By the end of the day, we have tired legs, tired feet, tired shoulders and backs — even tired smiles.
As far as I know, I am the third member of my branch of the Fair family to deliver mail. Most recently there was my Aunt Joyce (my father’s sister), who spent 35 years as a member of the USPS working for the small post office in Walton, Indiana. And many, many years earlier there was my great-great-grandfather, John Fair, a Civil War veteran who was wounded in battle and went on to haul the Walton mail with a horse-drawn wagon.
When I began working at the post office, I was overwhelmed by the numbers, names and systems I needed to learn. For example, most large parcels are delivered by airline cargo personnel to the loading bay at the back of the post office. We unload, sort and electronically scan all of those parcels. Then we label them and write up package-arrival slips (to be placed in mailboxes) and then line them up systematically on shelves so we can find them later.
If any of the parcels in the shipment are destined for one of the outlying communities (mostly villages) served directly by the Dillingham Post Office, we separate them manually from the rest and scan them to direct them to their next destination. We load them onto carts to be dispatched to another airline.
We handle small parcels somewhat differently, but the overall goal is the same. Ditto for the letters and all of the large correspondence, catalogs and periodicals. Express mail, certified mail and registered mail receive special treatment and have their own special rules.
The naturalist Boyd Shaffer, who spent more than three decades teaching about art and nature at Kenai Peninsula College, once told me that the secret to learning the names of plants was committing to memory only one or two new species each time I went out. Never try to learn it all at once, he said. The same had been true for learning the names and faces of postal customers.
In the beginning, I was introduced to hundreds of names and numbers as they flashed daily across my field of vision. It was difficult enough just to put mail in the correct box, let alone absorb all that data. At times I played little games with myself to help me retain information. For instance, I tried to figure out which Dillingham surname appeared most often on the mailboxes at the post office.
At first, my eye was drawn to names that seemed unusual to me and more indigenous to western Bristol Bay, such as Heyano, Savo, Illutsik, Hiratsuka, Chythlook, Wassillie and Noden. Later, I became aware of the preponderance of Olsons and Olsens, Nelsons and Nielsens, Andrews and Andrewses, Larsons and Larsens, etc. But it wasn’t until I discovered a log of postal names that I learned the truth. While the second-place surname occupied 14 boxes, that was less than half the number of the first-place name — Johnson. So much for exotica.

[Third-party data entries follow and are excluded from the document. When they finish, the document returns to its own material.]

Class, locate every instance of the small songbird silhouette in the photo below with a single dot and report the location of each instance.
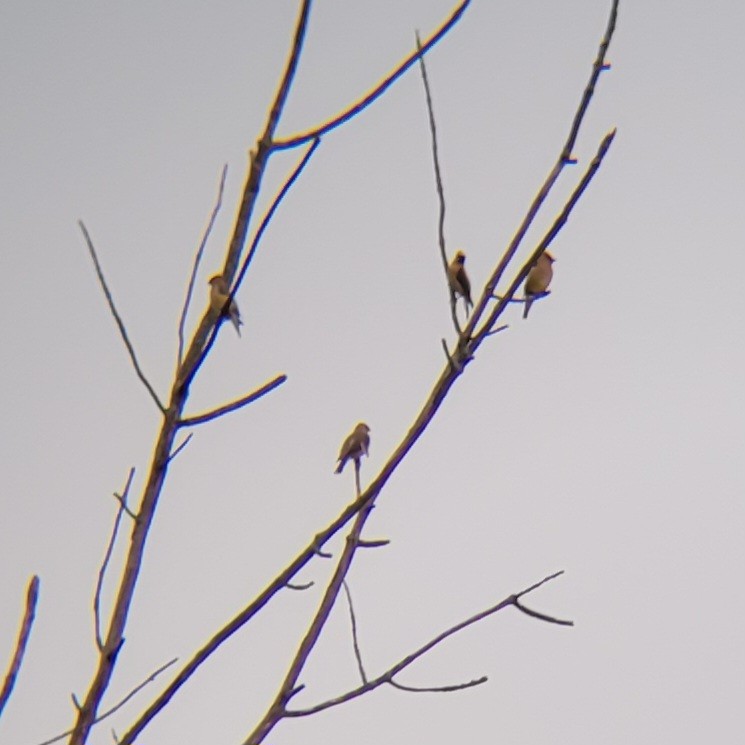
(219, 293)
(355, 446)
(458, 280)
(538, 279)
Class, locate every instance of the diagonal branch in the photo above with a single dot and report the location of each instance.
(547, 239)
(150, 678)
(439, 186)
(255, 243)
(191, 421)
(118, 319)
(388, 675)
(195, 265)
(564, 158)
(359, 106)
(122, 499)
(32, 596)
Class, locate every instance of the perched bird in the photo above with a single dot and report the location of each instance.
(458, 279)
(538, 279)
(354, 447)
(219, 292)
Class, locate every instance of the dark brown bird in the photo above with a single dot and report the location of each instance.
(354, 447)
(538, 280)
(219, 293)
(458, 280)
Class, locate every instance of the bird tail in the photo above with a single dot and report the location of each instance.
(528, 303)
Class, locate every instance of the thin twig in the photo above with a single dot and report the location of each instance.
(255, 243)
(195, 265)
(388, 675)
(440, 689)
(122, 499)
(360, 105)
(355, 640)
(180, 447)
(32, 596)
(439, 186)
(547, 239)
(121, 703)
(118, 319)
(543, 192)
(192, 421)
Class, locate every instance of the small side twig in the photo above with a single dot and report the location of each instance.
(355, 640)
(388, 676)
(118, 705)
(192, 421)
(122, 499)
(180, 447)
(439, 689)
(32, 596)
(118, 319)
(195, 265)
(438, 185)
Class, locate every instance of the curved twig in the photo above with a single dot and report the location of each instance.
(563, 160)
(118, 705)
(192, 421)
(195, 265)
(438, 185)
(122, 499)
(358, 107)
(32, 596)
(118, 319)
(388, 675)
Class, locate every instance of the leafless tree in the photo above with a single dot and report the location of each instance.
(483, 323)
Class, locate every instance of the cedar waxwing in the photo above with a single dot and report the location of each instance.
(538, 279)
(219, 292)
(354, 447)
(458, 279)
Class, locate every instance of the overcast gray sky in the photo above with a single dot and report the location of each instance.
(604, 436)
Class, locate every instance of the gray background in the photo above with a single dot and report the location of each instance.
(603, 437)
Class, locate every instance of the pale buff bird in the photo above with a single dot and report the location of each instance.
(538, 279)
(458, 280)
(354, 447)
(219, 292)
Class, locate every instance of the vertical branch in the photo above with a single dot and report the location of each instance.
(438, 184)
(32, 595)
(122, 499)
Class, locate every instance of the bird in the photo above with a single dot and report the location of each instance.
(538, 279)
(219, 293)
(354, 446)
(458, 279)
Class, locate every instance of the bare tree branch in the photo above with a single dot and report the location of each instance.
(388, 675)
(440, 689)
(545, 242)
(254, 244)
(355, 640)
(180, 447)
(121, 703)
(438, 185)
(359, 106)
(122, 499)
(564, 158)
(192, 421)
(32, 596)
(195, 265)
(118, 319)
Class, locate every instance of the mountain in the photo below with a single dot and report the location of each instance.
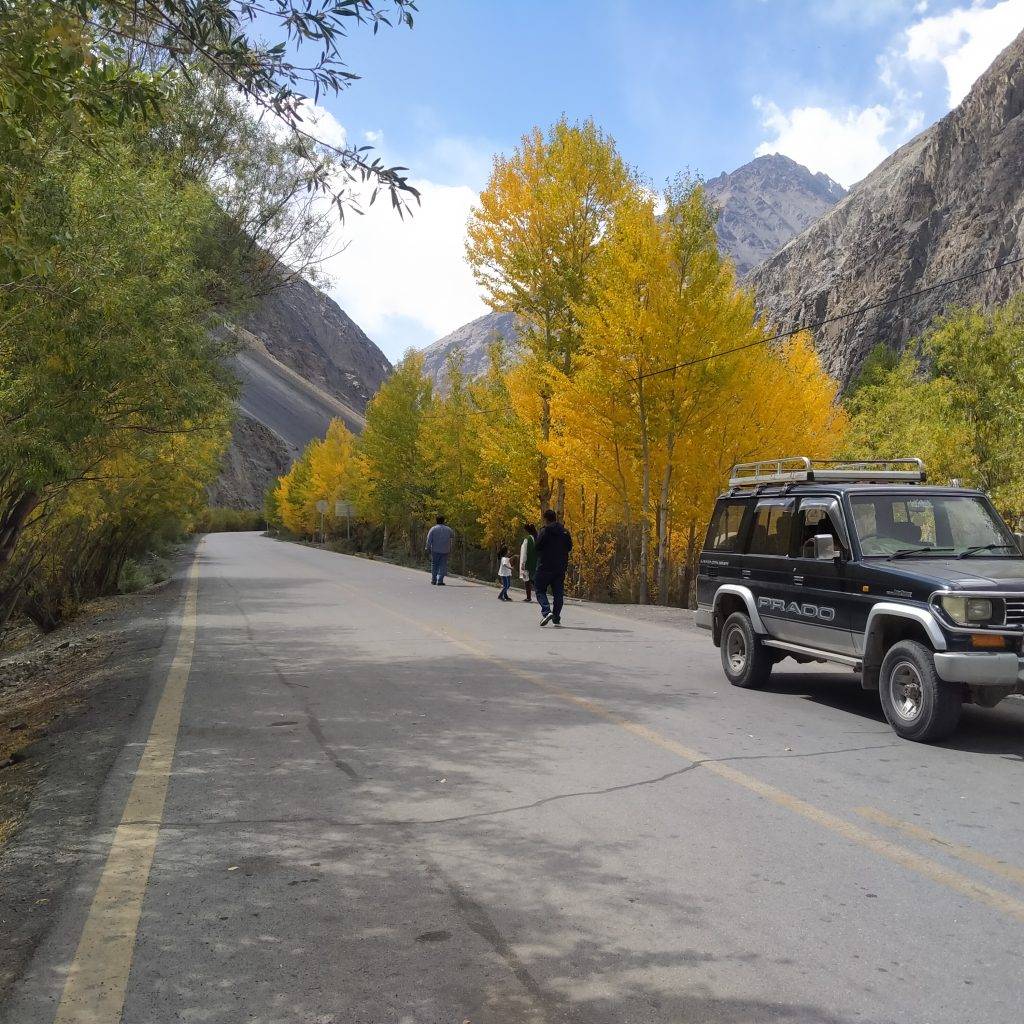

Anyway, gradually over the last seven months, I have been figuring things out — connecting the dots and learning to do my job with an acceptable level of skill.
The real frontline troops, however, have been — and will continue to be — my co-workers: Postmaster Penny Johnston and her husband, Chuck, both recent transfers from longtime positions with the Soldotna Post Office, and Jane Norbert, who attended school in Dillingham and has been working at the post office here for 16 years.
This trio of highly skilled postal workers is so much swifter and more competent than I am that their efforts almost appear like magic to me sometimes. And Dillingham’s mail is in fine hands with them in control.
I appreciate all I’ve learned and the opportunity to integrate more fully into this community. And I know that — after I end my postal tenure in mid-January to increase my freelance journalism and my part-time employment with the University of Alaska — that I’ll have an even greater appreciation for all the effort it takes to get me my mail.
Clark Fair, a resident of the Kenai Peninsula for more than 50 years, is a lifetime Alaskan now living in Dillingham.